The input data can also be transmitted after encoding to a storage, to wait for the further transmission to the final destination. For example, US streaming company could transmit their movies to a local database here in Europe, and when a European subscriber orders the movie in question, it is then streamed from the local database instead of all the way from the U.S. continent to Europe. (This is actually one use case of Gurulogic Microsystems’s patented Database Coding (US 10,255,315). Also, in human body there are storage locations such as liver, storing for example iron and copper. If we change the input data to human body to information that is visible with eyes and audible with ears, then the encoded information is retained in our brains, either in short-term or long-term memory. So, just like codecs can encode different types of data, also human beings can encode variety of different kind of information and ingredients, when talking about food. But of course, ending processes differ.

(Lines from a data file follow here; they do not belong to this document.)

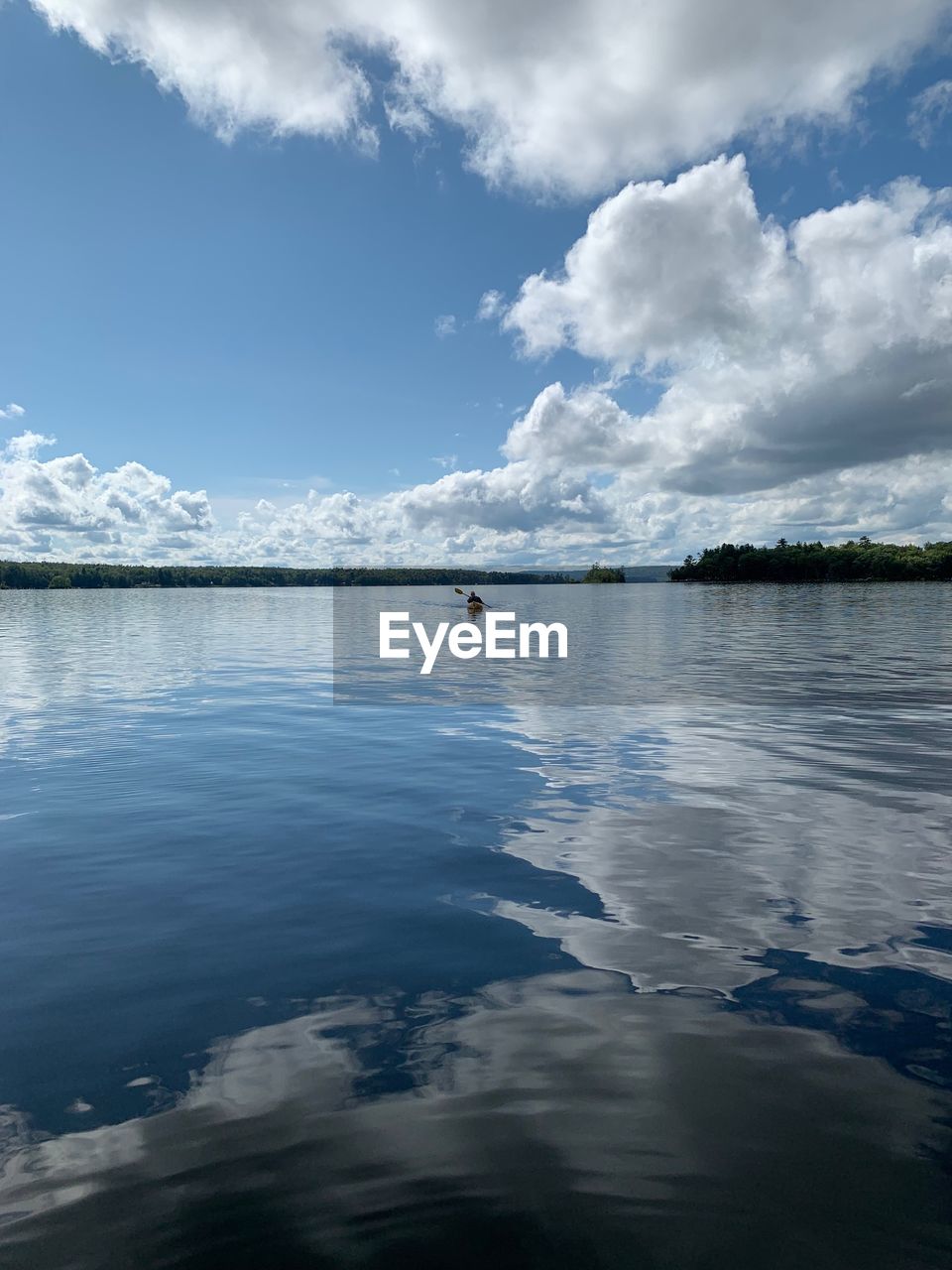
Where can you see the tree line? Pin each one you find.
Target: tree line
(603, 572)
(45, 575)
(860, 561)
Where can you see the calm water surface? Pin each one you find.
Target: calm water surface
(466, 976)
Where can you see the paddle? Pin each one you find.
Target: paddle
(465, 593)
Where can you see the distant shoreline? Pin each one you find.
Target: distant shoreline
(63, 575)
(860, 561)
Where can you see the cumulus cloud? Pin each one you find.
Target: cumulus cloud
(802, 380)
(780, 353)
(928, 112)
(66, 506)
(552, 95)
(492, 305)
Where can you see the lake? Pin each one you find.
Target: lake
(643, 960)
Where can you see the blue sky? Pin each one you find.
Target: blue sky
(258, 317)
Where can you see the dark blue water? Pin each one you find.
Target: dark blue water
(475, 976)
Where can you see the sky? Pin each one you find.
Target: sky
(409, 282)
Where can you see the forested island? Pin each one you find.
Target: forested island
(812, 562)
(604, 572)
(44, 575)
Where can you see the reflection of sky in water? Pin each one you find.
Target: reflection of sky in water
(661, 979)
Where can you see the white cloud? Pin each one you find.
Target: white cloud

When talking about coding data, you cannot totally leave out the aspect of securing confidentiality of the data, by encrypting it. With encryption methods, the encoded data is transformed to such format where it cannot be decoded, i.e. outputted, without decrypting it first. For example, the US streaming company might add encryption to the streams they deliver to the European database, so that only the valid subscribers with tools to decrypt the data can output the movie and not any unauthorized party. There are multiple different encryption methods and that would be a topic of its own article. In my previous article regarding this codec and human comparison I ended up with conclusion that in the human system, the output data can be considered decrypted, as the input data is not revealed there. ??

As I mentioned information as one type of input data flow to human system, perhaps I’ll conclude that this piece of article of mine is now output data of all the information that I have gained and gathered during the years of patenting complex coding technologies, and I have encoded it with methods such as planning, thinking, typing and writing, just to mention few. The coding methods I have used are definitely lossy ones as so much details have been left out from here, but don't worry they are stored in my brain memory, for further processing.